Dieses Video wurde am 14.08.2026 von ntv Nachrichten auf YouTube veröffentlicht. Zum Original-Video auf YouTube.
Extremhitze, Waldbrände, erste Dorfevakuierungen – die Folgen des Klimawandels treffen Deutschland immer spürbarer. Vor diesem Hintergrund wächst die Forderung, Hitzeschutz im Grundgesetz als Gemeinschaftsaufgabe zu verankern. Der Grund: Derzeit ist der Bund rechtlich nicht befugt, Länder und Kommunen flächendeckend bei dieser Aufgabe zu unterstützen – ein strukturelles Problem mit potenziell tödlichen Konsequenzen.
Warum reicht die bestehende Rechtslage nicht aus?
Das Grundgesetz regelt präzise, welche Aufgaben dem Bund obliegen und welche bei Ländern und Kommunen liegen. Hitzeschutz fällt derzeit in den Zuständigkeitsbereich der Länder und Kommunen – und gilt dort überdies als freiwillige Aufgabe, nicht als Pflichtaufgabe.
Das hat weitreichende Folgen: Viele Kommunen in Deutschland kämpfen bereits darum, ihre gesetzlich vorgeschriebenen Pflichtaufgaben zu finanzieren. Für freiwillige Leistungen fehlt schlicht das Geld. Hitzeschutzmaßnahmen werden dann als Erstes gestrichen.
Der Bund wiederum darf den Kommunen in dieser Frage derzeit nicht flächendeckend unter die Arme greifen, weil ihm dafür die verfassungsrechtliche Grundlage fehlt. Eine Grundgesetzänderung würde dieses Hindernis beseitigen.
Gemeinschaftsaufgabe: Was eine Grundgesetzverankerung bewirkt
Wird Hitzeschutz als Gemeinschaftsaufgabe im Grundgesetz verankert, verändert sich die Lage grundlegend. Der Bund erhält dann die Befugnis, gezielt Förderprogramme aufzulegen und finanzielle Mittel bereitzustellen, die bislang für diesen Zweck nicht erschlossen werden durften.
Gleichzeitig würde das Thema politisch aufgewertet. Eine verfassungsrechtliche Verankerung sendet ein klares Signal: Hitzeschutz ist keine Kür, sondern Pflicht. Das erhöht den Druck auf die Bundesregierung, entsprechende Maßnahmen prioritär zu behandeln.

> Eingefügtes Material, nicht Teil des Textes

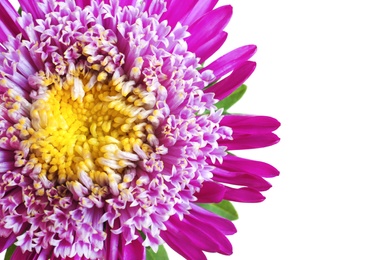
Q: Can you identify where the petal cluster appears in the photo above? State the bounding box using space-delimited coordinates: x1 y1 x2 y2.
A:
0 0 279 259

Zwar ist auch der Bundeshaushalt nicht unbegrenzt belastbar – die Debatten um den Haushalt zeigen das deutlich. Dennoch verfügt der Bund über einen erheblich größeren finanziellen Spielraum als Länder und Kommunen, und er kann andere Fördertöpfe gezielt öffnen.

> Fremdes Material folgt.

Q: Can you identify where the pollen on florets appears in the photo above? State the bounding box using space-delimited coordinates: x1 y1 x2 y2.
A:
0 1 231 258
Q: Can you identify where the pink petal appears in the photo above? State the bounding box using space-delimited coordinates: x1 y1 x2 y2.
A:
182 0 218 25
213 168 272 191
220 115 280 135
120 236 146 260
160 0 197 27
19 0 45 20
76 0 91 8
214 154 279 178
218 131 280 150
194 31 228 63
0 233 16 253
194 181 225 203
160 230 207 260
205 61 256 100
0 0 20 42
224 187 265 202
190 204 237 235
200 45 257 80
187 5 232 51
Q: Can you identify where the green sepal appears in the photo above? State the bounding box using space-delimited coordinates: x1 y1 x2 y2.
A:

Konkrete Maßnahmen, die das Leben verändern würden
Was würde eine solche Regelung im Alltag der Menschen bedeuten? Experten und Politikerinnen nennen mehrere zentrale Maßnahmen, die mit Bundesunterstützung schnell und flächendeckend umgesetzt werden könnten:
- Klimaanlagen in Schulen, Kitas und Krankenhäusern flächendeckend installieren
- Mehr Bäume und Begrünung in Städten und Gemeinden zur natürlichen Verschattung
- Weitere Schattenspender wie Pergolen oder Sonnensegel im öffentlichen Raum
- Trinkwasserbrunnen flächendeckend im öffentlichen Raum einrichten
- Hitzeaktionspläne für vulnerable Gruppen wie Ältere und Kranke
Diese Maßnahmen klingen zunächst nach Komfortgewinn – sie können aber Leben retten. Hitze ist bereits heute eine der häufigsten wetterbedingten Todesursachen in Deutschland, besonders für ältere und vorerkrankte Menschen.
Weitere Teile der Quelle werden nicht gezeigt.